Scheduler CPU Time Slice

The CPU time slice is the amount of time a SCHED_RR thread can absorb before the scheduler switches to another thread at the same priority. You can use the -t option of the schedtune command to increase the number of clock ticks in the time slice by 10 millisecond increments (see Modifying the Scheduler Time Slice with the schedtune Command).

Note: The time slice is not a guaranteed amount of processor time. It is the longest time that a thread can be in control before it faces the possibility of being replaced by another thread. There are many ways in which a thread can lose control of the CPU before it has had control for a full time slice.

Mode Switching

A user process undergoes a mode switch when it needs access to system resources. This is implemented through the system call interface or by interrupts such as page faults. There are two modes:

User mode
Kernel mode

CPU time spent in user mode (application and shared libraries) is reflected as user time in the output of commands such as the vmstat, iostat, and sar commands. CPU time spent in kernel mode is reflected as system time in the output of these commands.

User Mode

Programs that execute in the user protection domain are user processes. Code that executes in this protection domain executes in user execution mode, and has the following access:

Read/write access to user data in the process private region
Read access to the user text and shared text regions
Access to shared data regions using the shared memory functions

Programs executing in the user protection domain do not have access to the kernel or kernel data segments, except indirectly through the use of system calls.
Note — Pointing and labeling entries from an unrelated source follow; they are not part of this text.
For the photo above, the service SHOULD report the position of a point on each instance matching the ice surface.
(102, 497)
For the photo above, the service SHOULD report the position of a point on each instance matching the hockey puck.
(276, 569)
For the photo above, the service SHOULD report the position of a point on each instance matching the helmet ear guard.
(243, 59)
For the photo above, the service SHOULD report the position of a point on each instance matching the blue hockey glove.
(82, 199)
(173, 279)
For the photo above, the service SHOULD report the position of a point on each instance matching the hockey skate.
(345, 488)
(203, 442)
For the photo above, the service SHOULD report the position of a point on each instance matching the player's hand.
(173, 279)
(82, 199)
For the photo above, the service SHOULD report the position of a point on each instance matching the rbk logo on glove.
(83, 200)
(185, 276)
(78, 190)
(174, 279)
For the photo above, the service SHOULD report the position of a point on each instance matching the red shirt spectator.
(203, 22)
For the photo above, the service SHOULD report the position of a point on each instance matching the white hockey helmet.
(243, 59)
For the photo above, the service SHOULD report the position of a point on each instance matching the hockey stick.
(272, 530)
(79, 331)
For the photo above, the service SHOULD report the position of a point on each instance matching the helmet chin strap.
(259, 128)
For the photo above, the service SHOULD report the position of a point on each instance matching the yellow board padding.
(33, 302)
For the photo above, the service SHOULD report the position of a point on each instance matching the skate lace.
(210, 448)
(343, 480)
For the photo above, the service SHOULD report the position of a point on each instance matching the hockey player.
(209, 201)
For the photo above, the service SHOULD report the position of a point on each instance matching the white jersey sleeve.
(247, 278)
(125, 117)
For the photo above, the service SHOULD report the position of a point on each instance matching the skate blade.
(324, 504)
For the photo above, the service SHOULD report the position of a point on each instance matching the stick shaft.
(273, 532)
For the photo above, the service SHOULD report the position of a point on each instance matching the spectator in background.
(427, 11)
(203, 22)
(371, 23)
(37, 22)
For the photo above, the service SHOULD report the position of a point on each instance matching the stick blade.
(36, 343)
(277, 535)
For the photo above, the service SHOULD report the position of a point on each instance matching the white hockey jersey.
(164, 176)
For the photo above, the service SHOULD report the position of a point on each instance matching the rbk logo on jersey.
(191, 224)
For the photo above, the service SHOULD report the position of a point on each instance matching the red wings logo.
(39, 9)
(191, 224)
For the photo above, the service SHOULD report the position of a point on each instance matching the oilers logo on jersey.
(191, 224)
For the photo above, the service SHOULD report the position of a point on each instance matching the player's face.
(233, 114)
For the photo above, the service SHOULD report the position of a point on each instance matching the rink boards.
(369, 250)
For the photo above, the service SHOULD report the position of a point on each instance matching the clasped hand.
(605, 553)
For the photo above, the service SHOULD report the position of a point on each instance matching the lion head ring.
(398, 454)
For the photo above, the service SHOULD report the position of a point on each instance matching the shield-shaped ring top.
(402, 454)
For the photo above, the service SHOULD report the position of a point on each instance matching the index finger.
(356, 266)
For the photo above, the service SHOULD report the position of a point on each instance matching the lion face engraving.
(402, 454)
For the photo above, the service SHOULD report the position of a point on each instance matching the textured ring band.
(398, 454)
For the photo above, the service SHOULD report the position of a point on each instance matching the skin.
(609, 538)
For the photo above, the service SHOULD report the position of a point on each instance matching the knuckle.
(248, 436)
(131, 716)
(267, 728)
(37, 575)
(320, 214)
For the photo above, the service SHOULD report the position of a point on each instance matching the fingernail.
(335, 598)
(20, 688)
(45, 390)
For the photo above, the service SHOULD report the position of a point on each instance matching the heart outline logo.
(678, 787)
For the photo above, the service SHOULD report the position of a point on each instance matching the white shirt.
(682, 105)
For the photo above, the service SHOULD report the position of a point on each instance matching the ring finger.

A program in this protection domain can only affect its own execution environment and executes in the process or unprivileged state.

Kernel Mode

Programs that execute in the kernel protection domain include interrupt handlers, kernel processes, the base kernel, and kernel extensions (device driver, system calls and file systems). This protection domain implies that code executes in kernel execution mode, and has the following access:

Read/write access to the global kernel address space
Read/write access to the kernel data in the process region when executing within a process

Kernel services must be used to access user data within the process address space.

Programs executing in this protection domain can affect the execution environments of all programs, because they have the following characteristics:

They can access global system data.
They can use kernel services.
They are exempt from all security restraints.
They execute in the processor privileged state.

Mode Switches

The use of a system call by a user-mode process allows a kernel function to be called from user mode. Access to functions that directly or indirectly invoke system calls is typically provided by programming libraries, which provide access to operating system functions.

Mode switches should be differentiated from the context switches seen in the output of the vmstat (cs column) and sar (cswch/s) commands. A context switch occurs when the currently running thread is different from the previously running thread on that CPU.

The scheduler performs a context switch when any of the following occurs:

A thread must wait for a resource (voluntarily), such as disk I/O, network I/O, sleep, or locks.
A higher priority thread wakes up (involuntarily).
The thread has used up its time slice (usually 10 ms).

Context switch time, system calls, device interrupts, NFS I/O, and any other activity in the kernel is considered as system time.